MAM Podcast S01EP13: What does it mean to “Meet someone where they’re at?”



Show Notes: 

  1. What brought them here? What are their goals? What do they want out of the experience? Ask the 5 whys. Do not assume or take their first answer and run with it. Dive deeper. Ask open ended questions.
  2. What equipment do they have access to? And what logistics may you have to plan around?
  3. What is a realistic commitment? Do their and your expectations align?
  4. History review, Previous experience and current experience with exercise and a physical assessment
  5. Write the first rough draft of the program
  6. Refine the program based on their feedback and what you learn while going through the rough draft program together.
  • Ask your clients and athletes to tell you about their needs, values and concerns. Use this information to connect and communicate with them.
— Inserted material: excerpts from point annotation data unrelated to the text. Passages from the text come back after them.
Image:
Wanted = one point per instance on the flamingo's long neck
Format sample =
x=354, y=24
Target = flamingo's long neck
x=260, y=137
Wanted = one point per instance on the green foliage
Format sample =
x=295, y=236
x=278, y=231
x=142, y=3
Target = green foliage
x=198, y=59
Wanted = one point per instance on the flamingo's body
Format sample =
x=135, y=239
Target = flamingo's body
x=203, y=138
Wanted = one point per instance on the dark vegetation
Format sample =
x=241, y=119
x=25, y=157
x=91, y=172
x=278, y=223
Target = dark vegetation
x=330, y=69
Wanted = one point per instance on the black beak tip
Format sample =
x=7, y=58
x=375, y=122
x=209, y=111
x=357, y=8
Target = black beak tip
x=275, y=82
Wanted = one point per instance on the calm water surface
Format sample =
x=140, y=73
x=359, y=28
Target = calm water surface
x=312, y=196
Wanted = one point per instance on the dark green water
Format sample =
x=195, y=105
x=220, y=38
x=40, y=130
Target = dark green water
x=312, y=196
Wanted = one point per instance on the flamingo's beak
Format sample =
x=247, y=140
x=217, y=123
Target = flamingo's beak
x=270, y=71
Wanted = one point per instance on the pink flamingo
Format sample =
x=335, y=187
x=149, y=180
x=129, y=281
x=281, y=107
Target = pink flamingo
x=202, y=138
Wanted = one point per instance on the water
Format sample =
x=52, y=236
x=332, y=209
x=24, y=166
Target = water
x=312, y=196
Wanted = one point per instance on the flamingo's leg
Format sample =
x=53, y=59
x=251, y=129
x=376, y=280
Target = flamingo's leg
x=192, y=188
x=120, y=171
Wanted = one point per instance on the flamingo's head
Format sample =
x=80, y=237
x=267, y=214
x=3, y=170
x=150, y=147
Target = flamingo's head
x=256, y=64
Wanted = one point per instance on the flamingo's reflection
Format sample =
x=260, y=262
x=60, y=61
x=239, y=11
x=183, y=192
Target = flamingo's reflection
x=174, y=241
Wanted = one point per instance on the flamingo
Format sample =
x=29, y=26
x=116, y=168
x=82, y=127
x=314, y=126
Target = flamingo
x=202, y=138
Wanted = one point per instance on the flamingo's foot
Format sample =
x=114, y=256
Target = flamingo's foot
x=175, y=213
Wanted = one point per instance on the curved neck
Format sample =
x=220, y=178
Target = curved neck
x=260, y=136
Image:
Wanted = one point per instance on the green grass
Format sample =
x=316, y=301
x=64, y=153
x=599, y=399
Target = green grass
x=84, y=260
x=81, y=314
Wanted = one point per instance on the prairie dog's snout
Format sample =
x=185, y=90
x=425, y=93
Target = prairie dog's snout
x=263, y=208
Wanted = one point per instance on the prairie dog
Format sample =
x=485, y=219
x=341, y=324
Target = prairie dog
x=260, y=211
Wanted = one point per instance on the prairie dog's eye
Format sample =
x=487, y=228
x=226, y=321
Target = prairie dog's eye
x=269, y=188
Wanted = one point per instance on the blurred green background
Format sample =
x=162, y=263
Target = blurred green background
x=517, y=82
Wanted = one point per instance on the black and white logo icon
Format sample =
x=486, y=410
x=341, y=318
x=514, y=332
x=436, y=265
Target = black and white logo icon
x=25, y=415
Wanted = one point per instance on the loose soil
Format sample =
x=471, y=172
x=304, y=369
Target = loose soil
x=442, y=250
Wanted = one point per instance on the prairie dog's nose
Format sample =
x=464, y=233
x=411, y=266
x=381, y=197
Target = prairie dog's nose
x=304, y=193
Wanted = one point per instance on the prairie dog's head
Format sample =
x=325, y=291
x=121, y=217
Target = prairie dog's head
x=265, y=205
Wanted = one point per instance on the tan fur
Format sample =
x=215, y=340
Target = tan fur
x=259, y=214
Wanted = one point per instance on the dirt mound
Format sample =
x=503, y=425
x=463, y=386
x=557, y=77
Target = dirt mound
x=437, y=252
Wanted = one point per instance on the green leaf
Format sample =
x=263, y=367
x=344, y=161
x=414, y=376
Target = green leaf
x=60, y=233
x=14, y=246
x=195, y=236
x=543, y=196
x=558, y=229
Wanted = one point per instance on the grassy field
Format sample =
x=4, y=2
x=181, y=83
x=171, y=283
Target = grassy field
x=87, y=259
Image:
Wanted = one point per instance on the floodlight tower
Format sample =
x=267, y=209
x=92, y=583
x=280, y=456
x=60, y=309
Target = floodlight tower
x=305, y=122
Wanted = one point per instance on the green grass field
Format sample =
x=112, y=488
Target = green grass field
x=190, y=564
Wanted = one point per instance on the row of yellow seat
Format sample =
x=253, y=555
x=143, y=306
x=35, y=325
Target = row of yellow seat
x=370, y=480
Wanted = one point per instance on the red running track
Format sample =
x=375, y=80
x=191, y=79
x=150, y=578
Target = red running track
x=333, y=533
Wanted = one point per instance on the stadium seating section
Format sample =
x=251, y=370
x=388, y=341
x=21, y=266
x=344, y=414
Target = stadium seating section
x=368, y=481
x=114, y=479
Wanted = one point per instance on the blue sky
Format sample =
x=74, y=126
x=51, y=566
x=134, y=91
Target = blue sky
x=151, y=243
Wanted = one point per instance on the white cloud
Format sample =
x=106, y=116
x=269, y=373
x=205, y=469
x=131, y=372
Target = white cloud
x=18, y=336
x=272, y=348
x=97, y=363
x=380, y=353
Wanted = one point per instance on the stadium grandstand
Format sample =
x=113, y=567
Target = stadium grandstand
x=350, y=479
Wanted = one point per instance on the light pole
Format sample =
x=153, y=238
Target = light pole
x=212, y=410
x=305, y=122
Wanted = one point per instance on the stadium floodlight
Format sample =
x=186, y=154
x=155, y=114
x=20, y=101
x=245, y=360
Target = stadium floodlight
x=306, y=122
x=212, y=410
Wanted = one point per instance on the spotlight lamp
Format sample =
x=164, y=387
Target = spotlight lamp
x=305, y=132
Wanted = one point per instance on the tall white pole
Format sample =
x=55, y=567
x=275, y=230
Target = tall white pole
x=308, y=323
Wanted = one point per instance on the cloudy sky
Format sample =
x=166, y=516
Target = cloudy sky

If they’re timid to begin training with you, you’re better off recognizing that from the beginning and easing them in through a few phone calls and a gym walk-through or inviting them to watch you coach a session.
  • The more you can involve people in developing a plan that fits into their schedule, challenges them just above their current physical and mental abilities, and is sound in its principles, the more enjoyable and sustainable your training will be.
  • People will buy in if they have a say in the process.
  • Some may view this as coddling, but it’s not; it’s understanding. Your client is a human being, not just your next project.
  • Exercise, for whatever reason it’s being pursued, is a lifelong endeavor. Set yourself up to be a long-term partner not a short-term fix.